Zum 8. März in diesem Jahr präsentiert KUNO auf seiner Web drei Frauen der Künstlerkolonie Carlshöhe aus dem gleichnamigen Stadtteil in Eckernförde: Marit Koch, Marlies Rzadkiewicz und Wiebke Lassen. Sie arbeiten in je einem der über fünfzig Ateliers und wurden im letzten Jahr zusammen mit ihren Kolleg*innen in einem gemeinsamen Katalog vorgestellt. So kam Paul Kroker auf die Idee, mit drei der Künstlerinnen ein gemeinsames Ausstellungsprojekt für eine Online-Schau auf kunoweb zu entwickeln.
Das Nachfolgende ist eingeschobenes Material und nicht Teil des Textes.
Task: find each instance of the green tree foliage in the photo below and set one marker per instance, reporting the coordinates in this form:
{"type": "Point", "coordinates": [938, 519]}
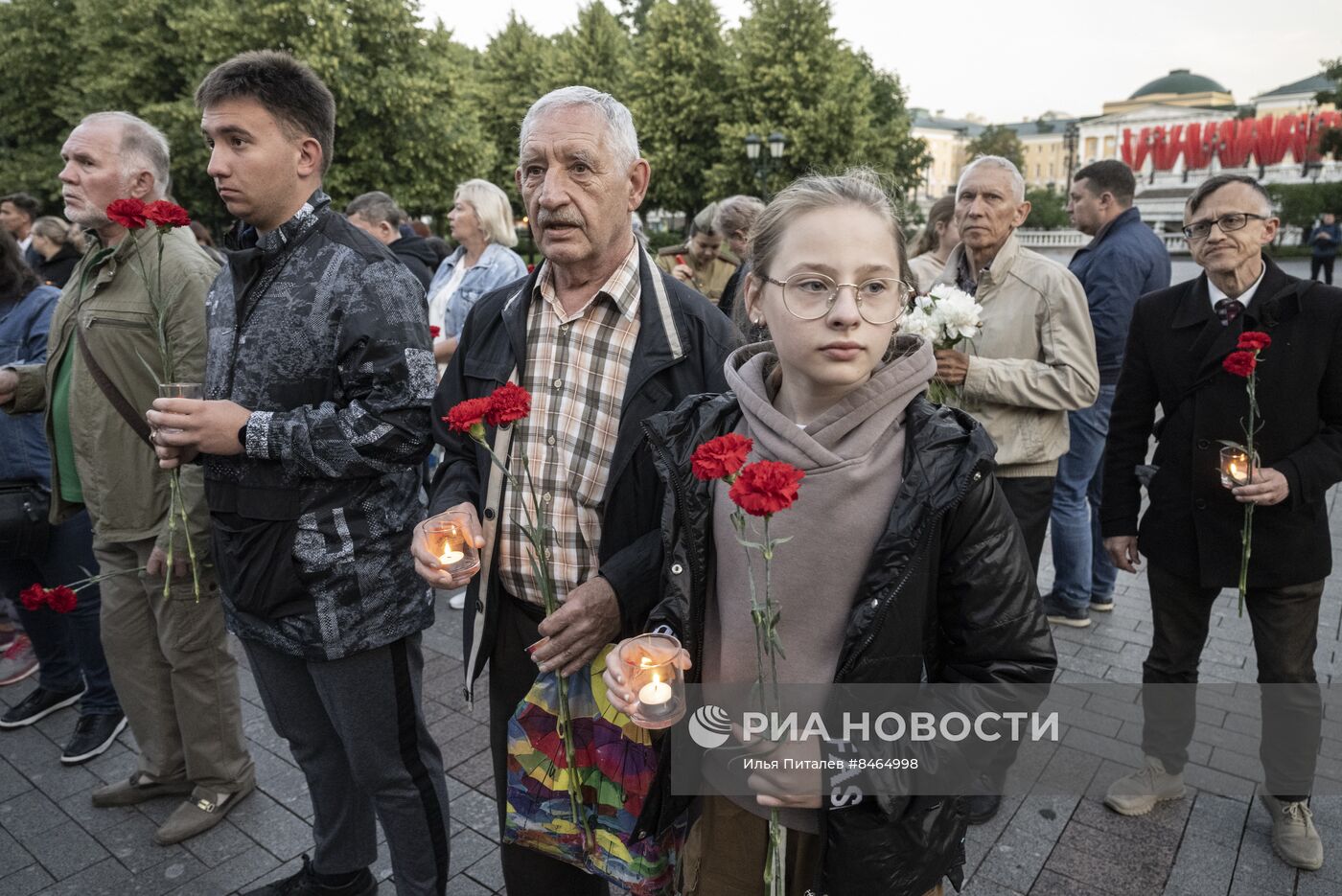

Die Künstlerkolonie Carlshöhe ist mit ihren knapp fünfzehn Jahren im norddeutschen Raum recht neu, jung und frisch. Und dass das im Norden gleich an das traditionsreiche Ahrenshoop auf dem Darß denken lässt, liegt ebenso auf der Hand wie die Erinnerung an die Künstlerkolonie im niedersächsischen Worpswede der Fritzen Overbeck und Mackensen, der Paula und Otto Modersohn, Clara Westhoff und natürlich Heinrich Vogeler auf seinem Barkenhoff.
In Schleswig-Holstein selbst darf nicht vergessen werden der jährliche Großevent internationaler Kunst im kleinen Büdelsdorf: die NordArt auf dem Gelände vom Kunstwerk Carlshütte. Diesen Goliath nicht nur im norddeutschen Kunstbetrieb verbindet mit der jüngeren und kleineren, andersartigen Carlshöhe nicht nur Geografie und Namensähnlichkeit, sondern auch ganz entscheidend: die Gunst privater Förderung.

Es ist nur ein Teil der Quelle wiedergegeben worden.